Apple reported healthy results for its second fiscal quarter of the year, with both revenue and profit boosted by strong iPhone sales.

The company reported revenue of $45.6 billion, up 4.6 per cent from $43.6 billion in the first quarter of 2013. Net profit was $10.2 billion, a 7.4 per cent year-on-year increase. Gross margin was also up, at 39.3 per cent, compared with 37.5 per cent a year previously.

Apple CEO Tim Cook said revenue was ahead of the company’s expectations, and represented a record for the March quarter and a non-holiday quarter.

The iPhone was a key product during the period with 43.7 million devices sold, a record for the March quarter and 17 per cent higher than sales for the same period a year ago.

“These stronger results were broad-based both from a product point of view with demand for each of our three iPhones stronger than its predecessor and from a geographic standpoint,” Cook said, adding that the company increased its smartphone share in a number of developed and emerging markets.

iPhone sales in Japan were up more than 50 per cent year-on-year with Apple establishing an impressive smartphone market share of 55 per cent. A new record for iPhone sales was established in the BRIC markets.

Sales in China were boosted by the addition of China Mobile to the operators selling the iPhone in the country. International sales accounted for 66 per cent of the company’s total revenue for the period.

iPad sales of 16.4 million units were at the high-end of the firm’s expectations but lower than the 19.4 million sold in the same quarter in 2013, and below analyst estimates.

Cook attributed this to Apple reducing its iPad channel inventory during the quarter and a substantial backlog of iPad mini devices at the end of last year that were shipped in March.

“We continue to believe that the tablet market will surpass the PC market in size within the next few years and we believe that Apple will be a major beneficiary of this trend,” Cook noted.

Apple continued to attract new customers with two-thirds of consumers registering an iPad in the past six months being new to the tablet, while more than half of people registering iPhones were new to the Apple smartphone.

During the March quarter the company returned close to $21 billion to shareholders via dividend payments and share repurchases, according to CFO Peter Oppenheimer. These payments brought the total payments under Apple’s capital return programme to $66 billion.

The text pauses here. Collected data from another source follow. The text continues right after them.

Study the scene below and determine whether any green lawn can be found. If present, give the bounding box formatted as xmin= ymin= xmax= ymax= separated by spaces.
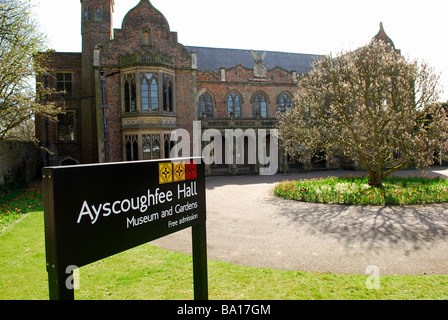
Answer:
xmin=1 ymin=211 xmax=448 ymax=300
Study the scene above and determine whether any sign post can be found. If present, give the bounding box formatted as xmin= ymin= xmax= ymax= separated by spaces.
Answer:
xmin=43 ymin=157 xmax=207 ymax=300
xmin=192 ymin=223 xmax=208 ymax=300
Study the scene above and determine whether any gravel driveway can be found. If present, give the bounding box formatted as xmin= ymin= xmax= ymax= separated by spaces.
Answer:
xmin=151 ymin=167 xmax=448 ymax=275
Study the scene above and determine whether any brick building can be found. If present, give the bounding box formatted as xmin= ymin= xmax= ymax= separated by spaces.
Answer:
xmin=35 ymin=0 xmax=391 ymax=174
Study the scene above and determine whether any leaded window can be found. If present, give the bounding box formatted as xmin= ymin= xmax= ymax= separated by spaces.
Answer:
xmin=163 ymin=75 xmax=173 ymax=112
xmin=141 ymin=73 xmax=158 ymax=112
xmin=279 ymin=93 xmax=292 ymax=112
xmin=56 ymin=73 xmax=73 ymax=96
xmin=125 ymin=135 xmax=139 ymax=161
xmin=164 ymin=134 xmax=175 ymax=159
xmin=142 ymin=134 xmax=160 ymax=160
xmin=198 ymin=92 xmax=214 ymax=118
xmin=253 ymin=92 xmax=267 ymax=118
xmin=57 ymin=110 xmax=75 ymax=142
xmin=124 ymin=74 xmax=137 ymax=112
xmin=227 ymin=92 xmax=241 ymax=118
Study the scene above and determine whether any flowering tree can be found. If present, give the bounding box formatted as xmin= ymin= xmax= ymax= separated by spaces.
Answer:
xmin=277 ymin=40 xmax=447 ymax=186
xmin=0 ymin=0 xmax=60 ymax=141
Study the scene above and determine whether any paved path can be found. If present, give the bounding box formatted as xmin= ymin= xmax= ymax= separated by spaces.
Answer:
xmin=151 ymin=167 xmax=448 ymax=275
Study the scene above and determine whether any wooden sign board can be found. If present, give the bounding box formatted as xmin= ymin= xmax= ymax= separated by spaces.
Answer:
xmin=43 ymin=157 xmax=207 ymax=300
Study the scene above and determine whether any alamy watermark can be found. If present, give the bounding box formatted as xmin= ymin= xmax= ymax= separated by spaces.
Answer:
xmin=365 ymin=265 xmax=380 ymax=290
xmin=169 ymin=121 xmax=279 ymax=175
xmin=65 ymin=265 xmax=80 ymax=290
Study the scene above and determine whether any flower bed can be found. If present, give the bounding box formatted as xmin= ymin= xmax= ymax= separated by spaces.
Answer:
xmin=0 ymin=185 xmax=43 ymax=231
xmin=273 ymin=175 xmax=448 ymax=206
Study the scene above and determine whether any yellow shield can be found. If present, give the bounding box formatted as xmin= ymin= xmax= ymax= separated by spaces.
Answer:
xmin=173 ymin=162 xmax=186 ymax=182
xmin=159 ymin=162 xmax=173 ymax=184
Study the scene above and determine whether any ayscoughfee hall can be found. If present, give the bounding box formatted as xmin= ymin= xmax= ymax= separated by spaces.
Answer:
xmin=36 ymin=0 xmax=397 ymax=175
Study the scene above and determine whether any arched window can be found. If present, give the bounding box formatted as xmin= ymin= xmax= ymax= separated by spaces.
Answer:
xmin=198 ymin=92 xmax=214 ymax=118
xmin=125 ymin=135 xmax=139 ymax=161
xmin=279 ymin=93 xmax=292 ymax=112
xmin=133 ymin=140 xmax=139 ymax=161
xmin=143 ymin=134 xmax=160 ymax=160
xmin=227 ymin=92 xmax=241 ymax=118
xmin=163 ymin=75 xmax=174 ymax=112
xmin=164 ymin=134 xmax=175 ymax=159
xmin=253 ymin=92 xmax=267 ymax=118
xmin=141 ymin=73 xmax=158 ymax=112
xmin=150 ymin=78 xmax=158 ymax=111
xmin=141 ymin=78 xmax=150 ymax=111
xmin=124 ymin=74 xmax=136 ymax=112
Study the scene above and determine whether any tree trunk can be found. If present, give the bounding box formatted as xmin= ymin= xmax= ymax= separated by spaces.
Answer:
xmin=360 ymin=160 xmax=384 ymax=187
xmin=369 ymin=171 xmax=383 ymax=187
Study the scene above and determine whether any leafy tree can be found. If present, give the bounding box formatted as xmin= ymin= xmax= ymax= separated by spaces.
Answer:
xmin=277 ymin=40 xmax=447 ymax=186
xmin=0 ymin=0 xmax=60 ymax=141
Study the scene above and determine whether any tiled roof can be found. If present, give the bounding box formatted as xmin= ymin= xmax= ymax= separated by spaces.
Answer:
xmin=186 ymin=46 xmax=322 ymax=74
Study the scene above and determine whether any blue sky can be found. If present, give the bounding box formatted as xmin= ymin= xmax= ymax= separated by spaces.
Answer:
xmin=33 ymin=0 xmax=447 ymax=101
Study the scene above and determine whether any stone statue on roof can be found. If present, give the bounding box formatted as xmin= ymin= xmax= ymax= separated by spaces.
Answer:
xmin=251 ymin=50 xmax=267 ymax=78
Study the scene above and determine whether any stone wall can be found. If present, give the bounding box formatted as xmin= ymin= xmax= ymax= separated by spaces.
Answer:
xmin=0 ymin=141 xmax=40 ymax=185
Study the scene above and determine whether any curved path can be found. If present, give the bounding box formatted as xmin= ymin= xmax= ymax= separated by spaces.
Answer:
xmin=151 ymin=167 xmax=448 ymax=275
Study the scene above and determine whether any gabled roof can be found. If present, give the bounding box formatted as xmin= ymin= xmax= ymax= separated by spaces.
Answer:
xmin=186 ymin=46 xmax=322 ymax=74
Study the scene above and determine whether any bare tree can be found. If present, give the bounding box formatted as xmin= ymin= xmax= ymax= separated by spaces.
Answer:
xmin=277 ymin=40 xmax=447 ymax=186
xmin=0 ymin=0 xmax=60 ymax=141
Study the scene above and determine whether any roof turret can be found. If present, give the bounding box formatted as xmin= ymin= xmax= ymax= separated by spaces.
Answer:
xmin=374 ymin=22 xmax=396 ymax=48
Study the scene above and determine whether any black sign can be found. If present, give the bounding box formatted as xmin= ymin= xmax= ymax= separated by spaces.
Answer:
xmin=43 ymin=157 xmax=207 ymax=300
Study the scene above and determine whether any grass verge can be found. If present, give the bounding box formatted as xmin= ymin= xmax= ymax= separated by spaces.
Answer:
xmin=273 ymin=175 xmax=448 ymax=206
xmin=1 ymin=211 xmax=448 ymax=300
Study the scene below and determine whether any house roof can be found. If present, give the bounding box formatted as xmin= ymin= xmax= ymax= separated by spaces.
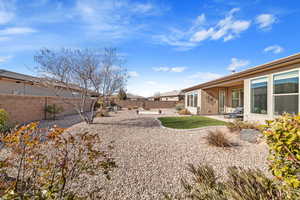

Apple also announced it would add $30 billion to its programme of returning capital to shareholders, bringing the total to $130 billion. It expects to complete the programme, first established two years ago, by the end of 2015.

The majority of the capital return will continue to be carried out via share repurchases although the company plans to increase its dividend payments for the second time in less than two years.

For the current fiscal quarter, Apple forecast revenue of between $36 billion and $38 billion, and a gross margin of 37-38 per cent.